La situación obliga a Vahid a enfrentarse con una experiencia que había intentado dejar atrás. El encuentro casual no solo reactiva sus recuerdos, también pone en movimiento una búsqueda peligrosa. Para comprobar si Eghbal es realmente su antiguo verdugo, reúne a otras personas que compartieron con él la prisión y las consecuencias de una detención injusta. Cada integrante del grupo carga con una versión distinta del trauma, y esa diversidad vuelve más compleja cualquier decisión.
La película encuentra su principal fuerza dramática en la incertidumbre. La identidad del supuesto torturador no se presenta como un hecho resuelto, sino como una pregunta capaz de alterar la conducta de todos. La duda abre un espacio incómodo entre la memoria y la prueba, entre el deseo de castigo y la necesidad de estar seguros antes de actuar. En ese terreno, Panahi convierte una experiencia personal en un dilema colectivo.
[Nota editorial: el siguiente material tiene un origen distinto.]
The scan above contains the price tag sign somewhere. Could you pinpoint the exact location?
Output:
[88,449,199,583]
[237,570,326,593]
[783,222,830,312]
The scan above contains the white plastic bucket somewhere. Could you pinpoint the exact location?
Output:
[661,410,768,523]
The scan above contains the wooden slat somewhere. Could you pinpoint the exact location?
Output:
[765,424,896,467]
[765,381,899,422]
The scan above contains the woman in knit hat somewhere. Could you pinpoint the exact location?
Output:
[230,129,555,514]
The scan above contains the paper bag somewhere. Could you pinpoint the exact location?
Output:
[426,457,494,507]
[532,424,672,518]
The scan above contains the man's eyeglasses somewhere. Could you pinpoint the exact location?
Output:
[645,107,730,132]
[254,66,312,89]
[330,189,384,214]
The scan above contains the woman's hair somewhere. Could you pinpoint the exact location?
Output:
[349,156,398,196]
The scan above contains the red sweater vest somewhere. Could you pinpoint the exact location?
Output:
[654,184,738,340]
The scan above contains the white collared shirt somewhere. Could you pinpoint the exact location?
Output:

El argumento también plantea una pregunta difícil: ¿qué puede hacer una persona cuando las instituciones no ofrecen reparación? Vahid y sus antiguos compañeros deben decidir si buscan justicia por sus propios medios, aun con el riesgo de equivocarse. La amenaza no proviene únicamente del hombre al que siguen, sino también de las consecuencias morales de transformar el sufrimiento en venganza.
Panahi dirige la película con un enfoque sobrio y cercano a sus preocupaciones habituales sobre la libertad, la censura y la fragilidad de las relaciones sociales en Irán. La historia avanza desde un incidente cotidiano hacia una cadena de decisiones cada vez más graves, sin perder de vista a las personas que deben convivir con las huellas de la violencia. El suspenso nace tanto de lo que podría ocurrir como de la imposibilidad de borrar lo ocurrido antes.
El reparto está encabezado por Vahid Mobasseri, Mariam Afshari y Ebrahim Azizi, acompañados por Hadis Pakbaten, Majid Panahi y Mohamad Ali Elyasmehr. Sus personajes forman un grupo unido por una experiencia común, pero no necesariamente por la misma idea de justicia. Esa tensión entre solidaridad, miedo y desconfianza sostiene el recorrido de la película.
Reconocida con la Palma de Oro en el Festival de Cannes de 2025, Fue solo un accidente combina el suspenso de una persecución con una reflexión sobre la memoria y la responsabilidad. Su punto de partida es mínimo, pero sus consecuencias crecen hasta poner en juego la libertad interior de quienes intentan decidir qué hacer con el pasado.